Barnhart on the gulf between bloggers, reporters

I’ve never heard of Aaron Barnhart, but he sure is smart.

It is tired. Why do you think blogs vs. print issue has such legs? Navel gazing on the part of reporters/bloggers?

That’s partly to blame, I’m sureā€”but I think there are deeper reasons. With bloggers, I think it’s simple. They like to see themselves as part of something big, grand and revolutionary. Many, I think, genuinely believe they are transforming the media by challenging the mainstream media (MSM), although I’m not sure there is much hard proof of that. Beyond that, that anti-MSM stance is the fire that keeps their blogs going. It informs a lot of what they write.

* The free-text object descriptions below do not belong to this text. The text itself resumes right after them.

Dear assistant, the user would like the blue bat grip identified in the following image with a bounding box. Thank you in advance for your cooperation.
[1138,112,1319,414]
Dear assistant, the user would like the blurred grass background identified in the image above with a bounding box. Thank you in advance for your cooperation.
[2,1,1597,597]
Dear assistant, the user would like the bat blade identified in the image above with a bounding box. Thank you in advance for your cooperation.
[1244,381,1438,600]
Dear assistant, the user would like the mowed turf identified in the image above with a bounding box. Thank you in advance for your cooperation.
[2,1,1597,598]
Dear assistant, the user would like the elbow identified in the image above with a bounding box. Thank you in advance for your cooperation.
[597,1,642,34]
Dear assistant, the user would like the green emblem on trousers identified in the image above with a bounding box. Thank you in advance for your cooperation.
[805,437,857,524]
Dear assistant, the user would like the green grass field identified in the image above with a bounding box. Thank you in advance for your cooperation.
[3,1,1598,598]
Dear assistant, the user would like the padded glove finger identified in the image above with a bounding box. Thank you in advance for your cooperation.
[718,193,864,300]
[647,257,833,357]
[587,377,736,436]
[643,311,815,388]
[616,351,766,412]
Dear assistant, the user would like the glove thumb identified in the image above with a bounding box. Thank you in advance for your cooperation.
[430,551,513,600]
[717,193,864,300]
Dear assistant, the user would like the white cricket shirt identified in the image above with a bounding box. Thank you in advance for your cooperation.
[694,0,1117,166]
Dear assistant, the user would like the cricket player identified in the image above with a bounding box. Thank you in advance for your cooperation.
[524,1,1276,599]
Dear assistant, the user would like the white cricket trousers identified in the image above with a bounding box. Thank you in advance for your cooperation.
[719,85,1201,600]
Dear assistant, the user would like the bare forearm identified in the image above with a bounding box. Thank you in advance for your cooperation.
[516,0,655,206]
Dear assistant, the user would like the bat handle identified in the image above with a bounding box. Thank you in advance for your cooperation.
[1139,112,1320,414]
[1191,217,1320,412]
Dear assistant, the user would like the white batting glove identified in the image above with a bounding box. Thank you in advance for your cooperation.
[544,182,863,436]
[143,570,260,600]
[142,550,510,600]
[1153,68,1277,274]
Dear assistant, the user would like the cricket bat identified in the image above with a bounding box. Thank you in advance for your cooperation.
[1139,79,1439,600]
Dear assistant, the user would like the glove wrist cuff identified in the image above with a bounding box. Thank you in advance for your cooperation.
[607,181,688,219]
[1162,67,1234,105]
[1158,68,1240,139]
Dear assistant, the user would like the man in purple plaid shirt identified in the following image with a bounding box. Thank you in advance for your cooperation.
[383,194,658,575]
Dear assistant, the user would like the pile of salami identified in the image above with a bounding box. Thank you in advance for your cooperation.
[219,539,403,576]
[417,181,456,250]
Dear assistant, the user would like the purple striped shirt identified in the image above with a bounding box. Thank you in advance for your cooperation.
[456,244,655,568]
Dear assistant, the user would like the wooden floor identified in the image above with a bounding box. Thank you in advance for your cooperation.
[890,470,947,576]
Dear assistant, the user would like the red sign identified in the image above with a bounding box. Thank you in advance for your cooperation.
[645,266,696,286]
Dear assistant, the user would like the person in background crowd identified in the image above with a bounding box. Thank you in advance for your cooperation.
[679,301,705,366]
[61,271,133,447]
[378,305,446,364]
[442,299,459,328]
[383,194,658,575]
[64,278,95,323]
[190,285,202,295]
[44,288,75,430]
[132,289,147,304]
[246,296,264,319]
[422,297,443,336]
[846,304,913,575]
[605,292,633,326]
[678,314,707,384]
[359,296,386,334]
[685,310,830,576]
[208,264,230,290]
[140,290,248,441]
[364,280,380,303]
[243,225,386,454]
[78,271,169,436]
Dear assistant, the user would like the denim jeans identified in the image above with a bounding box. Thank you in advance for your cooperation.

Many print journos, on the other hand, don’t understand blogging and see bloggers as irritants, people who criticize their work but also wouldn’t have material for their blogs if not for the MSM. Meanwhile, every newsroom in America now has top management beating the drum for their staff to “do blogs,” even though it’s clear that many journalists in print and TV haven’t the foggiest idea how or why they should “do” one. (Witness the trail of busted blogs across news organizations.)

I just spoke on blogs to a features editors’ convention so I know that interest remains high. Editors are not dumb, they know their staff should be doing them, but that many don’t want to and many staff blogs go untended.

But journalists are torn on this. They know money is flowing out the door. They know a lot of it is going to online (though not necessarily enriching the people who criticize their work so passionately). They know they need to get with the program. But many aren’t sure how to proceed, or if ultimately their expenditure of effort online will be worth the effort.